En septembre 52 av. J.-C., un chef gaulois sort à cheval d'une ville assiégée, dépose ses armes aux pieds d'un général romain assis sur son siège, et s'assoit en silence. La scène a lieu sous les murs d'Alésia, sur le mont Auxois, à l'emplacement de l'actuelle Alise-Sainte-Reine, en Côte-d'Or. Elle scelle la fin de la guerre des Gaules et le sort de Vercingétorix.

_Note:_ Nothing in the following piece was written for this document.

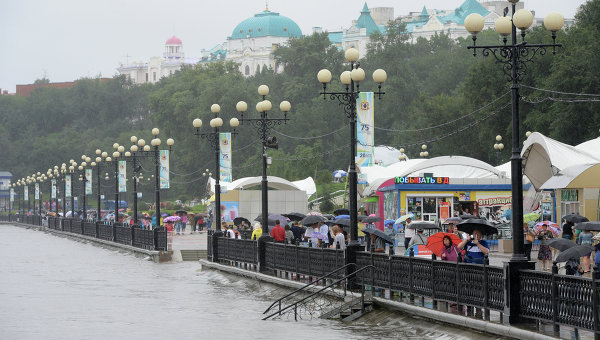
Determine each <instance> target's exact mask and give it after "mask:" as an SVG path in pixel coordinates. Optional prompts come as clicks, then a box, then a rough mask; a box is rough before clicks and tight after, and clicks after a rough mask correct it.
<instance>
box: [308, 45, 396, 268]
mask: <svg viewBox="0 0 600 340" xmlns="http://www.w3.org/2000/svg"><path fill="white" fill-rule="evenodd" d="M358 56H359V55H358V50H356V49H355V48H349V49H347V50H346V53H345V58H346V61H347V62H348V63H349V66H350V70H349V71H344V72H342V74H341V75H340V81H341V83H342V84H343V85H344V86H345V91H341V92H327V84H328V83H330V82H331V72H330V71H329V70H327V69H322V70H320V71H319V73H318V74H317V79H318V80H319V82H320V83H321V84H322V85H323V92H321V93H320V94H322V95H323V99H327V96H329V98H330V99H331V100H337V101H338V103H339V104H340V105H341V106H343V108H344V113H345V114H346V117H348V119H349V124H350V159H349V161H350V171H349V172H348V182H349V183H350V187H349V189H350V242H348V248H350V249H349V250H350V251H349V252H348V253H349V254H351V255H350V256H349V257H348V259H347V263H354V262H355V261H356V259H355V254H356V251H357V250H358V248H359V247H360V245H359V243H358V224H357V222H358V210H357V201H358V198H357V189H356V186H357V175H356V143H357V142H356V141H357V138H356V121H357V117H356V105H357V99H358V97H359V95H360V90H359V85H360V82H361V81H363V80H364V79H365V71H364V70H363V69H362V68H360V63H359V62H358ZM386 79H387V74H386V73H385V71H384V70H382V69H377V70H375V72H373V80H374V81H375V83H377V85H378V90H377V92H375V93H374V94H375V95H377V96H378V98H379V99H381V96H382V95H383V94H384V92H381V85H382V84H383V83H384V82H385V81H386Z"/></svg>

Une double ligne de fortifications de plusieurs kilomètres
Après l'échec de l'assaut sur Gergovie au printemps 52, Jules César poursuit l'armée gauloise et la contraint à se réfugier dans l'oppidum d'Alésia, place forte des Mandubiens. Plutôt que de donner l'assaut, César choisit le blocus. Ses légions construisent une circonvallation, une ligne de fortifications tournée vers la place pour empêcher toute sortie, puis une contrevallation tournée vers l'extérieur, pour se protéger de l'armée de secours attendue. Fossés, palissades, tours, pièges enterrés : César décrit lui-même ces ouvrages dans ses Commentaires sur la guerre des Gaules. Les fouilles menées au XIXe siècle puis dans les années 1990 ont retrouvé ces fossés et confirmé le dispositif sur le terrain.
L'échec de l'armée de secours gauloise
Vercingétorix avait fait appel à l'ensemble des peuples gaulois. Une armée de secours considérable se rassemble — César avance le chiffre, sans doute exagéré, d'environ 250 000 hommes — et tente à plusieurs reprises de briser les lignes romaines. L'attaque la plus dangereuse vise le camp romain installé sur le flanc nord-ouest, là où le relief gênait la fortification. César engage ses dernières réserves et lance sa cavalerie, notamment des cavaliers germains, sur les arrières des assaillants. L'armée de secours est mise en déroute. Privé d'espoir et de vivres, Vercingétorix réunit le conseil des chefs assiégés et se rend.
Six ans de captivité avant le triomphe
Livré aux Romains, Vercingétorix n'est pas exécuté sur place. César le garde prisonnier pendant six ans pour le faire figurer à son triomphe, célébré à Rome en 46 av. J.-C. Le captif est exhibé dans le cortège, puis étranglé dans la prison du Tullianum, au pied du Capitole, selon l'usage réservé aux ennemis vaincus. La Gaule, elle, passe sous domination romaine. Le récit que nous en avons vient pour l'essentiel de César lui-même, juge et partie, ce qui invite à lire ses chiffres avec prudence.
Alise-Sainte-Reine, lieu d'un long débat savant
L'identification d'Alésia avec Alise-Sainte-Reine n'a rien d'évident : elle fut tranchée sous Napoléon III, qui finança des fouilles entre 1861 et 1865 et fit ériger sur le plateau une statue colossale de Vercingétorix, due au sculpteur Aimé Millet. D'autres sites, comme Chaux-des-Crotenay dans le Jura, ont été proposés au XXe siècle. Les campagnes archéologiques franco-allemandes des années 1990, dirigées par Michel Reddé et Siegmar von Schnurbein, ont confirmé la présence des fortifications romaines décrites par César et clos le débat pour l'essentiel. On visite aujourd'hui le MuséoParc Alésia, ouvert en 2012, et les vestiges de la ville gallo-romaine qui occupa ensuite le site.
Le saviez-vous ? La célèbre image de Vercingétorix jetant ses armes aux pieds de César, popularisée par le tableau de Lionel Royer en 1899, est une reconstitution romantique. Le récit de César, plus sobre, dit seulement que le chef gaulois se rendit et fut livré.